Сравнивая в целом мужчину и женщину, можно сказать следующее: женщина не была бы так гениальна в искусстве наряжаться, если бы у неё не было инстинкта ко вторым ролям.
Тому, кто сражается с чудовищами, следует остерегаться, как бы самому при этом не стать чудовищем. И если ты долго смотришь в бездну, то бездна тоже смотрит в тебя.
Из старых флорентийских новелл, — а кроме того, из жизни: buona femmina e mala femmina vuol bastone[39]. Sacchetti Nov. 86.
Соблазнить ближнего на хорошее о ней мнение и затем всей душой поверить этому мнению ближнего, — кто сравнится в этом фокусе с женщинами!
То, что одна эпоха считает злом, обыкновенно есть несвоевременный отзвук того, что прежде считалось добром, — атавизм более древнего идеала.
Вокруг героя всё становится трагедией, вокруг полубога — сатировской драмой, а вокруг Бога всё становится — чем же? быть может, «миром»?
Иметь талант недостаточно: нужно ещё иметь на него ваше разрешение, — не так ли, друзья мои?
«Где древо познания, там всегда рай» — так вещают древнейшие и новейшие змеи.
Всё, что делается из любви, происходит всегда по ту сторону добра и зла.
Возражение, смена темы, весёлое недоверие, насмешливость суть признаки здоровья: всё безоговорочное относится к патологии.
Чувство трагического ослабевает и усиливается вместе с чувственностью.
Безумие единиц — исключение, а безумие целых групп, партий, народов, эпох — правило.
Мысль о самоубийстве — сильное утешительное средство: с ней легко пережить иную мрачную ночь.
Нашему сильнейшему инстинкту, тирану в нас, подчиняется не только наш разум, но и наша совесть.
Следует отплачивать за добро и зло, но почему именно тому, кто сделал нам добро или причинил зло?
Мы охладеваем к тому, что познали, как только поделимся этим с другим.
Поэты бесстыдны по отношению к своим переживаниям: они эксплуатируют их.
«Наш ближний — это не наш сосед, а сосед нашего соседа» — так думает каждый народ.
Любовь выносит на свет высокие и скрытые качества любящего — редкое, нетипичное в нём: поэтому она с лёгкостью вводит в заблуждение насчёт того, что служит у него правилом.
Иисус сказал своим иудеям: «Закон был для рабов — возлюбите Бога, как люблю его я, сын Божий!

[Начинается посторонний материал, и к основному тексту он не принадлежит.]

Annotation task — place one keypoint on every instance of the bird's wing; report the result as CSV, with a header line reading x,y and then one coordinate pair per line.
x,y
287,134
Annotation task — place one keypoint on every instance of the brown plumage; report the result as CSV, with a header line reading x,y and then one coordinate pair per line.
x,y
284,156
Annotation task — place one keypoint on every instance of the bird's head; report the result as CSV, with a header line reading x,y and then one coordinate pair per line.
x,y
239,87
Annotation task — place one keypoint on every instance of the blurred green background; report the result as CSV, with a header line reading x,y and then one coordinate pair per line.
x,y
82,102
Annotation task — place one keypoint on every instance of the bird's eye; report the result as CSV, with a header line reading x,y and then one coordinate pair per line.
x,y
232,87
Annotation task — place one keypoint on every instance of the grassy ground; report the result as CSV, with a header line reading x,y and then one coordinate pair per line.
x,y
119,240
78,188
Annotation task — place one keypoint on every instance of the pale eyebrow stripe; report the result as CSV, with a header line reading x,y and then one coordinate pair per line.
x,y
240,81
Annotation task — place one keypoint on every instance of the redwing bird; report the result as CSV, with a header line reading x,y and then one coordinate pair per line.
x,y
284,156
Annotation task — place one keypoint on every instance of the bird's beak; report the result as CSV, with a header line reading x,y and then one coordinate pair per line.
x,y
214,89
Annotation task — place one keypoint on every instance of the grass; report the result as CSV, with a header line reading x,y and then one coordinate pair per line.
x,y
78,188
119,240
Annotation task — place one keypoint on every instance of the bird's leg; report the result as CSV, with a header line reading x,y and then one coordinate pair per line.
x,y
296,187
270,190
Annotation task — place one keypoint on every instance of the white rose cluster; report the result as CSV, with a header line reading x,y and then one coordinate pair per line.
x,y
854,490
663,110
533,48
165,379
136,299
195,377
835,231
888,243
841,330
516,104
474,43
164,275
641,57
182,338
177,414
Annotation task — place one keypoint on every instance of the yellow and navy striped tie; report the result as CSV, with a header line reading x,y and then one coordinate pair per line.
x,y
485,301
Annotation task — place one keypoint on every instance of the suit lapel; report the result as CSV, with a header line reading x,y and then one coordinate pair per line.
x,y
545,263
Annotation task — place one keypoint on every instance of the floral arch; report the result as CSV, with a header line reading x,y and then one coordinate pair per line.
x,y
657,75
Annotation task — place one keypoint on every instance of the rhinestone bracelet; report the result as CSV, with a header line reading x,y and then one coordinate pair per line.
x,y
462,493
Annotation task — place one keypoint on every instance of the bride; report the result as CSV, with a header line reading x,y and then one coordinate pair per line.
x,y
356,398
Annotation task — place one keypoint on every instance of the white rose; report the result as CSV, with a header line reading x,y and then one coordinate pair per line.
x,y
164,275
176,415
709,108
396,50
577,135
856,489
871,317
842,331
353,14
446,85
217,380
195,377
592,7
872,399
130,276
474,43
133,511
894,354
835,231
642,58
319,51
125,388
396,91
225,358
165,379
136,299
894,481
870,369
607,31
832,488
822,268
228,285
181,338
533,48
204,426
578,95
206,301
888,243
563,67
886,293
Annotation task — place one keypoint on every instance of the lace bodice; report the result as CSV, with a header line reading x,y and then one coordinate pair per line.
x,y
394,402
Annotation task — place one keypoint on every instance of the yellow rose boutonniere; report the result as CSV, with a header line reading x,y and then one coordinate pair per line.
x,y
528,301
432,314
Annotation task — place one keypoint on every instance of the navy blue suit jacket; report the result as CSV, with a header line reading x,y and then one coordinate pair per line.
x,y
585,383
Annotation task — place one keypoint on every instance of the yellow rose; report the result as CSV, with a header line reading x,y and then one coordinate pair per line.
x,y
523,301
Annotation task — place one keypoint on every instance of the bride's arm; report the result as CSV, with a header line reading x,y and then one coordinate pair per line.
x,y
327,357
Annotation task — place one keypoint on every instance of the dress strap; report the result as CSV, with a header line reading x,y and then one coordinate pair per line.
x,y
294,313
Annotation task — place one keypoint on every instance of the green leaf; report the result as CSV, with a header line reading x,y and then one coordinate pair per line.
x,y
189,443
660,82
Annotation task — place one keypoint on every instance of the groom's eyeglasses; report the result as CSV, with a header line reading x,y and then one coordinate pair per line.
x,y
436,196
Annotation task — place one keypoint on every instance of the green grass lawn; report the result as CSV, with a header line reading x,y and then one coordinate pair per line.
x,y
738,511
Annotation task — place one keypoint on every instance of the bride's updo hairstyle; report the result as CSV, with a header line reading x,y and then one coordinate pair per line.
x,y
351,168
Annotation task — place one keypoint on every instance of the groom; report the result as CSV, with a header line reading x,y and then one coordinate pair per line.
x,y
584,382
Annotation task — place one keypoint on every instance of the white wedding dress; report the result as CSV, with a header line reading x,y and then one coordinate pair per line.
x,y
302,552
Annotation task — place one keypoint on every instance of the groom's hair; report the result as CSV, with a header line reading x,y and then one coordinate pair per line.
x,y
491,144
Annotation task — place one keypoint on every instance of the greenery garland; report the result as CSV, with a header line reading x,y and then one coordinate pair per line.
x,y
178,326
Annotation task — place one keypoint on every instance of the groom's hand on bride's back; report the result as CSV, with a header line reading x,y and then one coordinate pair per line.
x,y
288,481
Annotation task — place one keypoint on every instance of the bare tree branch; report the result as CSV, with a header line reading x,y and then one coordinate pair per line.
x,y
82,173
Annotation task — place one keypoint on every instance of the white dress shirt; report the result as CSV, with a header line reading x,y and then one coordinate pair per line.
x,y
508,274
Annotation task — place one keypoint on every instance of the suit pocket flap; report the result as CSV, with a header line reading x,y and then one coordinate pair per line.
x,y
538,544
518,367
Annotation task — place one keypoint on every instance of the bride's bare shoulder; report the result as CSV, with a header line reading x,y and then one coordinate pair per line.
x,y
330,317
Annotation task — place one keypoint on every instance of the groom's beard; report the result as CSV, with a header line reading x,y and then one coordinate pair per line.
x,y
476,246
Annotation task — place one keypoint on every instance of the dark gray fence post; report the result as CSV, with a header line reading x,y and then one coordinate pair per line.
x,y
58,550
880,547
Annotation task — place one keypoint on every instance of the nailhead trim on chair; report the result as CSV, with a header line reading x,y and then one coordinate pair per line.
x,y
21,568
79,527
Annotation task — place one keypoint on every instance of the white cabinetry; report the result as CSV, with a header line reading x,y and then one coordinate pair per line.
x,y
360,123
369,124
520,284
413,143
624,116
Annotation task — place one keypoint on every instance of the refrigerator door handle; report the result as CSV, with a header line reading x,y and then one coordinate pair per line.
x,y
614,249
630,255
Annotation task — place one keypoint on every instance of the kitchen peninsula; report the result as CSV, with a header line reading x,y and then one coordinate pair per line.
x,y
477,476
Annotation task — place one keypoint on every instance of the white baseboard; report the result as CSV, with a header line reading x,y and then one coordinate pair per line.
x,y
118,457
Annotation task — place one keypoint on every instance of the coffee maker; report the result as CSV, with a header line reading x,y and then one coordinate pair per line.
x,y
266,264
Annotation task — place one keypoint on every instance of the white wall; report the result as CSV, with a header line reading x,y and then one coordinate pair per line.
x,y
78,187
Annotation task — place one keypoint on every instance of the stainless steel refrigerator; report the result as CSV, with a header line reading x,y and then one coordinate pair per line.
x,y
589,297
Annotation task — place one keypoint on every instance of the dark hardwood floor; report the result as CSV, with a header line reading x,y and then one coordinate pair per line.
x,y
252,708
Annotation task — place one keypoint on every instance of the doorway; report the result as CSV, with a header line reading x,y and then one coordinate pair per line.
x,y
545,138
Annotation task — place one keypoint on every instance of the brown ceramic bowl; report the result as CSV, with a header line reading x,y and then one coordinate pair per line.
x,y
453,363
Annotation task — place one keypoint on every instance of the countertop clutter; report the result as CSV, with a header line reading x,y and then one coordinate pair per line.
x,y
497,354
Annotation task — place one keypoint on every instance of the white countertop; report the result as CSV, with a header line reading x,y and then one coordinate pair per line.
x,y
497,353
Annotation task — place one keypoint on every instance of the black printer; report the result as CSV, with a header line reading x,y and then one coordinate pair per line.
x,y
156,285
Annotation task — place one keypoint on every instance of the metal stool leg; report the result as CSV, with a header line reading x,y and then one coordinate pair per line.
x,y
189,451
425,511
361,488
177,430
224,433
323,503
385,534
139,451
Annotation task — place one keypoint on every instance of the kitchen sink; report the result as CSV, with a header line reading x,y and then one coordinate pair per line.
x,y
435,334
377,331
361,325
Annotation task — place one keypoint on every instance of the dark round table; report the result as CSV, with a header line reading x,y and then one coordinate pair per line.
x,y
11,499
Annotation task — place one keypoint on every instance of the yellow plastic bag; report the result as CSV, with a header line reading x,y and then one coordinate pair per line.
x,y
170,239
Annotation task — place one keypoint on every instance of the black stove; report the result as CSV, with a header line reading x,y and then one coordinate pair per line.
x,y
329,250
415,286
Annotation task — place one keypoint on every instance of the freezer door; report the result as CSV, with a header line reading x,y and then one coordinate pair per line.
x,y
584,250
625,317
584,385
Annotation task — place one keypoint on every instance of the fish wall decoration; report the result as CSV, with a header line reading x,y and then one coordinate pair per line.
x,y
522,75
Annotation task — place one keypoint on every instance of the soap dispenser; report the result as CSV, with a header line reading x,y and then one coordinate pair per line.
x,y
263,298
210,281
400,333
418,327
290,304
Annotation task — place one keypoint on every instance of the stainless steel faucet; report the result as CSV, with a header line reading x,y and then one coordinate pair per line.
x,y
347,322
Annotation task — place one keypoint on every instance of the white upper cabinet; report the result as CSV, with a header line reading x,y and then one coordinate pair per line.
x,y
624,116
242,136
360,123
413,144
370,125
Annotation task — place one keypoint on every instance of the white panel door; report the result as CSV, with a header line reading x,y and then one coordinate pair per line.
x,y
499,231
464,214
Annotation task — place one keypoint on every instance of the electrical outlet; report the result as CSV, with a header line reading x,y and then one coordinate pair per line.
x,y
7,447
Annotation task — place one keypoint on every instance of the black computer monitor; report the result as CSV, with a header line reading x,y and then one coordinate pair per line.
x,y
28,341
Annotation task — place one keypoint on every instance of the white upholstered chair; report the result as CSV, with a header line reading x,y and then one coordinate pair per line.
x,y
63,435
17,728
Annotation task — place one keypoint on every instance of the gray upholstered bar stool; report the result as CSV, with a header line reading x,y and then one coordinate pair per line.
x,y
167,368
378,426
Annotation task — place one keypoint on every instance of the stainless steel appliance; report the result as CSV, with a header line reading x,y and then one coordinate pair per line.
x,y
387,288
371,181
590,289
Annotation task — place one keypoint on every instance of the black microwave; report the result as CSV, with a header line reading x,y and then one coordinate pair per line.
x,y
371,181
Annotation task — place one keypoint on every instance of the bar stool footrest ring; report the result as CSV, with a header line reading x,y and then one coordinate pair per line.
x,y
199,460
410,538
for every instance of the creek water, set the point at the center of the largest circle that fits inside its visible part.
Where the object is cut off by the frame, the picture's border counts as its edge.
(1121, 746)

Какое дело нам, сынам Божьим, до морали!»
Ртом люди, конечно, лгут, но физиономией, которую они при этом строят, они всё же говорят правду.
У суровых людей душевность является предметом стыда — и некой ценностью.
Христианство дало Эроту выпить яду: он от этого хотя и не погиб, но выродился в порок.
Много говорить о себе — тоже способ себя скрывать.
В похвале больше навязчивости, чем в порицании.
Сострадание в человеке познания почти так же смешно, как нежные руки у циклопа.
Из человеколюбия мы иногда обнимаем первого встречного (потому что нельзя обнять всех): но именно в этом нельзя признаваться первому встречному...
Ненавидеть начинают не когда считают человека ниже себя, а лишь когда считают его равным или выше себя.
И вы, утилитаристы, вы тоже любите все utile только как повозку ваших склонностей — и вы тоже на самом деле не выносите скрипа его колёс?
В конце концов мы любим наше собственное вожделение, а не предмет его.
Чужое тщеславие приходится нам не по вкусу только тогда, когда оно задевает наше тщеславие.
Насчёт того, что такое «достоверность», может быть, ещё никто не удостоверился в достаточной степени.
Мы не верим в глупости умных людей — какое ущемление прав человека!
Последствия наших поступков хватают нас за волосы, не обращая никакого внимания на то, что мы тем временем «исправились».
Бывает невинность во лжи, и она служит признаком благой веры в какое-нибудь дело.
Бесчеловечно благословлять там, где тебя проклинают.
Откровенность вышестоящего раздражает, потому что на неё нельзя ответить тем же.
«Меня потрясло не то, что ты меня обманул, а то, что я тебе больше не верю».